DDL GIUSTIZIA PENALE/ I “falsi bersagli” che spiazzano gli esperti

- Corrado Limentani

Non è vero che l’improcedibilità, introdotta dal ddl di riforma della giustizia penale, colpirebbe i diritti delle parti civili

Corte Palermo
Aula della Corte d'Assise di Palermo (LaPresse)

Sono state sollevate da parte di alcuni critiche anche severe al disegno di legge sulla giustizia in tema di modifica della prescrizione.

Come è noto la proposta governativa per evitare il malcostume dei processi infiniti è di bloccare il corso della prescrizione dopo la sentenza di primo grado, ma dichiarare improcedibile l’azione penale (con conseguente annullamento della condanna eventualmente inferta) se non interviene la sentenza di appello entro due anni dal primo grado o se la Corte di cassazione non si pronuncia entro un anno dalla decisone della Corte di appello.

Non sorprendono le reazioni di alcuni esponenti pentastellati, motivate più da ragioni di strategia politica (salvare l’operato del precedente ministro della Giustizia) che non da rilievi critici sul merito del provvedimento governativo.

Meno comprensibile è lo scetticismo di molti giuristi, giustificato in molti casi per la scarsa diffusione che è stata data al testo governativo reso noto per lo più solo da sintetici articoli di stampa.

È stato in particolare dato molto risalto alle dichiarazioni del prof.
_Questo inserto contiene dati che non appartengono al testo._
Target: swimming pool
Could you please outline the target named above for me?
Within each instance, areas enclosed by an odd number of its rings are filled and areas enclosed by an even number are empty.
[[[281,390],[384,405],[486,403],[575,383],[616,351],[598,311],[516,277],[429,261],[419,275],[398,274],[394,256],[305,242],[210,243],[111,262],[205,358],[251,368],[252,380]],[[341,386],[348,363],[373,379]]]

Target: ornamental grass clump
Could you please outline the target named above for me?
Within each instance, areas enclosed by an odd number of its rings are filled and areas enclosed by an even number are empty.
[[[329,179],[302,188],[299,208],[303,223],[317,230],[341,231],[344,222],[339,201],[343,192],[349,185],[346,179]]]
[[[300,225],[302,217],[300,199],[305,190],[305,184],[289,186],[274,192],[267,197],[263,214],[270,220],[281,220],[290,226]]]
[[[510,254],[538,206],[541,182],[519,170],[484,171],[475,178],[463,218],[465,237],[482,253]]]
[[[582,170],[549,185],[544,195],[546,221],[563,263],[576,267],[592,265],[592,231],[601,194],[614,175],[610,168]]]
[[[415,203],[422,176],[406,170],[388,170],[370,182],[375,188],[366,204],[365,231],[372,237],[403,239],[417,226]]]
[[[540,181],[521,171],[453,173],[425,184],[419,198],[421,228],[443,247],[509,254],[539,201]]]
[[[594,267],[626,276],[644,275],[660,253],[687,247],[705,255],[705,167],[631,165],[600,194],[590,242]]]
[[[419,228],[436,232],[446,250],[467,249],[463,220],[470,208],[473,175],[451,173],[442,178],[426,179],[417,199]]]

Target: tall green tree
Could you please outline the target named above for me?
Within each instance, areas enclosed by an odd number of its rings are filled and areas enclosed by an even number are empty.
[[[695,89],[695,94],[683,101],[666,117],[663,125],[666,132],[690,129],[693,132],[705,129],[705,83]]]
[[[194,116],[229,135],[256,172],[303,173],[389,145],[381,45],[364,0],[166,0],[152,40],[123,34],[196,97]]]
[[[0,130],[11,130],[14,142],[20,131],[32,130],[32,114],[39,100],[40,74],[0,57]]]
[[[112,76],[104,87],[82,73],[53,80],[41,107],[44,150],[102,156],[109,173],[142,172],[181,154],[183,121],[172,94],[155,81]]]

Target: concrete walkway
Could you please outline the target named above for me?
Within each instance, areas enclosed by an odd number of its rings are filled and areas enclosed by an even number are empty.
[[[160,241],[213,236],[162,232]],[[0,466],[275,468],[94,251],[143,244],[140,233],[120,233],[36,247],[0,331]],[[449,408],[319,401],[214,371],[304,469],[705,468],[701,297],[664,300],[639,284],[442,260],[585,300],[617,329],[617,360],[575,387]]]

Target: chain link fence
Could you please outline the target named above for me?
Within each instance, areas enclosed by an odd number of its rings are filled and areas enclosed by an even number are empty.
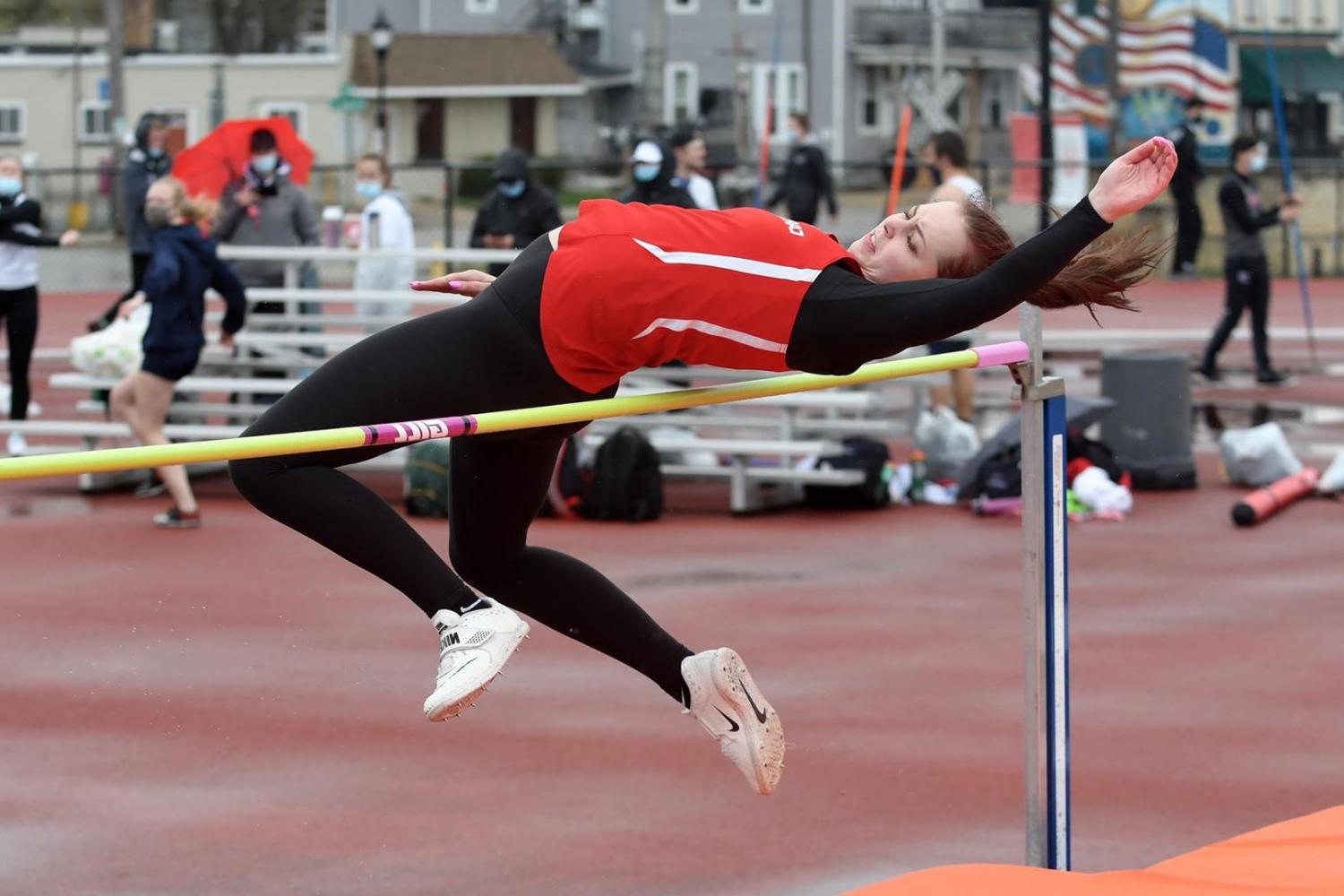
[[[981,160],[972,163],[972,173],[985,185],[989,199],[1003,215],[1009,231],[1020,238],[1034,232],[1038,219],[1036,203],[1011,203],[1011,183],[1015,168],[1023,163],[1011,160]],[[1028,163],[1031,164],[1031,163]],[[880,161],[833,164],[841,215],[832,223],[823,218],[824,227],[833,227],[843,239],[863,234],[880,219],[886,207],[890,164]],[[1301,218],[1301,231],[1308,273],[1313,277],[1344,275],[1344,160],[1298,159],[1293,163],[1296,188],[1306,197]],[[452,161],[449,164],[396,165],[392,185],[413,210],[417,240],[422,246],[465,246],[481,197],[491,189],[492,160]],[[1094,168],[1093,176],[1099,173]],[[1277,171],[1271,161],[1270,172]],[[562,215],[570,218],[575,206],[587,197],[617,196],[629,184],[625,167],[610,160],[559,159],[536,160],[534,173],[538,181],[550,187],[562,206]],[[778,172],[771,172],[777,175]],[[1226,167],[1208,167],[1208,175],[1199,191],[1204,215],[1204,240],[1198,266],[1210,275],[1222,271],[1222,219],[1218,211],[1218,183],[1226,176]],[[750,206],[755,200],[755,168],[739,165],[712,172],[723,207]],[[120,232],[121,177],[110,169],[32,169],[27,172],[26,189],[42,200],[48,228],[79,226],[90,231]],[[1271,173],[1261,177],[1266,203],[1281,193],[1278,180]],[[925,199],[934,183],[929,172],[918,165],[906,171],[902,204]],[[353,172],[345,165],[317,165],[308,183],[314,211],[336,206],[356,211],[359,201],[353,189]],[[1159,199],[1126,226],[1153,227],[1163,236],[1172,235],[1175,212],[1169,197]],[[1286,228],[1266,234],[1270,240],[1271,269],[1277,274],[1292,271],[1292,251]],[[1275,244],[1277,243],[1277,244]]]

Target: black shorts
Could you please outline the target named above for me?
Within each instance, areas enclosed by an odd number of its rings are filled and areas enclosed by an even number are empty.
[[[969,339],[939,339],[937,343],[929,343],[930,355],[946,355],[948,352],[964,352],[970,348]]]
[[[176,349],[171,352],[145,352],[145,360],[140,363],[140,369],[176,383],[196,369],[196,364],[199,361],[199,348]]]

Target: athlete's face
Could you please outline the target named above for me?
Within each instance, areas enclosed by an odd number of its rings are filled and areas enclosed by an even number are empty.
[[[969,251],[961,203],[950,201],[896,212],[849,244],[849,254],[874,283],[937,277],[939,261]]]

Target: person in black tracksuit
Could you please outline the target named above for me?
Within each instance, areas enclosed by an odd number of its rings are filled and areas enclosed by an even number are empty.
[[[1204,103],[1198,97],[1185,101],[1185,120],[1171,134],[1176,144],[1176,175],[1172,177],[1172,203],[1176,206],[1176,251],[1172,255],[1173,277],[1193,277],[1195,257],[1204,238],[1204,216],[1195,191],[1204,177],[1199,164],[1198,129],[1204,122]]]
[[[804,224],[814,224],[821,199],[825,197],[831,222],[835,224],[840,210],[836,206],[835,185],[831,183],[831,168],[827,165],[827,154],[808,129],[808,116],[801,111],[789,116],[789,130],[793,133],[789,161],[765,207],[774,208],[782,200],[789,218]]]
[[[521,249],[560,226],[560,208],[546,187],[532,181],[527,153],[505,149],[495,163],[495,189],[485,196],[472,226],[476,249]],[[496,277],[507,263],[493,263]]]
[[[126,167],[121,172],[122,215],[126,220],[126,246],[130,249],[130,289],[117,297],[112,308],[97,320],[89,322],[89,329],[102,329],[117,316],[117,309],[128,298],[140,292],[145,282],[145,269],[149,267],[149,224],[145,223],[145,193],[149,184],[172,171],[172,156],[164,150],[168,140],[168,124],[163,116],[146,111],[136,125],[136,145],[126,153]]]
[[[181,181],[161,177],[145,193],[145,220],[151,239],[149,266],[144,292],[122,302],[120,314],[130,314],[149,302],[149,326],[142,345],[144,361],[112,388],[112,412],[125,420],[141,445],[167,445],[164,419],[177,380],[190,375],[206,344],[204,296],[212,289],[227,305],[220,324],[220,344],[231,345],[247,313],[243,285],[227,263],[215,255],[215,242],[200,235],[204,210],[190,201]],[[200,509],[180,466],[159,467],[159,478],[173,498],[173,506],[153,517],[165,529],[194,529],[200,525]]]
[[[43,246],[70,246],[78,231],[60,238],[42,232],[42,203],[23,192],[23,165],[15,156],[0,156],[0,318],[9,345],[9,419],[28,418],[28,365],[38,340],[38,254]],[[20,433],[11,433],[9,454],[28,446]]]
[[[1226,258],[1223,274],[1227,278],[1227,306],[1204,348],[1199,372],[1208,380],[1219,380],[1218,353],[1223,351],[1242,312],[1251,310],[1251,347],[1255,353],[1255,379],[1265,386],[1277,386],[1284,376],[1269,361],[1269,263],[1261,231],[1274,224],[1294,220],[1301,210],[1301,197],[1289,196],[1284,204],[1261,208],[1259,192],[1251,175],[1265,171],[1267,150],[1258,137],[1242,134],[1232,141],[1232,171],[1218,189],[1218,208],[1223,215],[1223,243]]]
[[[699,208],[691,192],[676,177],[676,157],[660,140],[641,140],[630,153],[630,185],[617,197],[621,203]]]

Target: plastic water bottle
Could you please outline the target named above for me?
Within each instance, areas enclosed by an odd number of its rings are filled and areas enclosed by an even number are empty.
[[[925,463],[923,451],[915,449],[910,453],[910,490],[906,497],[911,504],[923,502],[923,486],[929,481],[929,466]]]

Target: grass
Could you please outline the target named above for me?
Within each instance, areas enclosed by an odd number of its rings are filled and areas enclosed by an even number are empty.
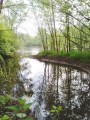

Franco Coppi, uno dei più illustri avvocati italiani che, dopo aver prudentemente  premesso di non essere riuscito a trovare e leggere il testo del provvedimento, si è giustamente chiesto che fine farebbero i diritti delle parti civili in caso di annullamento per improcedibilità della condanna inferta all’imputato a pagare il risarcimento dei danni. Rileva anche Coppi che molte Corti di appello mai riusciranno a sentenziare nel termine di due anni e la Cassazione ha poche chance di farcela in un solo anno.

In realtà gli ultimi emendamenti al testo (svelati dal prof. Gian Luigi Gatta, consulente del ministro Cartabia, sul sito giuridico Sistema Penale) rispondono a questi dubbi.

Intanto va premesso che i termini citati sono suscettibili di essere allungati in caso di procedimenti che abbiano la duplice caratteristica di riguardare reati particolarmente gravi  (mafia, terrorismo, violenza sessuale, ecc.) ed essere caratterizzati da notevole complessità (numerosi imputati, ecc.). Inoltre detti termini ricominciano a decorrere in caso di annullamento da parte della Cassazione e nuova celebrazione del processo: si è quindi tenuto conto della necessità di prevedere i necessari correttivi in caso di situazioni particolari.

Quanto alle vittime del reato il disegno di legge fa salve le aspettative delle parti civili in quanto prevede che il giudice che dichiara improcedibile l’azione penale per decorso dei termini disponga il rinvio per la prosecuzione del giudizio avanti il giudice civile competente, che potrà così decidere sul risarcimento valutando le prove acquisite nel processo penale.

Un’ultima annotazione sul carico di lavoro delle Corti di appello.

Già oggi, dicono le statistiche, due terzi  delle Corti di appello italiane emettono le loro sentenze prima di due anni dalla sentenza di primo grado. Per le altre (tra cui città importanti come Napoli, Roma, Catania, Reggio Calabria) occorrerà che i giudici si rimbocchino le maniche. Pertanto la modifica legislativa va letta nel suo complesso e quindi tenendo conto dell’aspettativa che il nuovo sistema processuale in approvazione produrrà meno sentenze e meno impugnazioni: sono previsti infatti incentivi al patteggiamento, implementazione del giudizio abbreviato, aumento del numero dei reati che consentono l’ammissione al volontariato sostitutivo della pena (la messa alla prova) ecc.

Va poi osservato che la riforma entrerà in vigore solo per i reati commessi a far data dal 1° gennaio 2020 o, per i processi già pervenuti in Corte di appello e in cassazione, dalla data di approvazione della legge: l’operatività delle nuove disposizioni è, quindi, di fatto differita nel tempo.

Da ultimo va osservato che il ministero immetterà nell’amministrazione giudiziaria nuove forze implementando il personale amministrativo (16.500 assunzioni per la creazione del cd ufficio del processo) e bandendo concorsi per l’assunzione di nuovi magistrati.

Insomma non solo tempi certi e accettabili per la celebrazione dei processi, ma anche interventi strutturali che consentano il raggiungimento dell’obiettivo.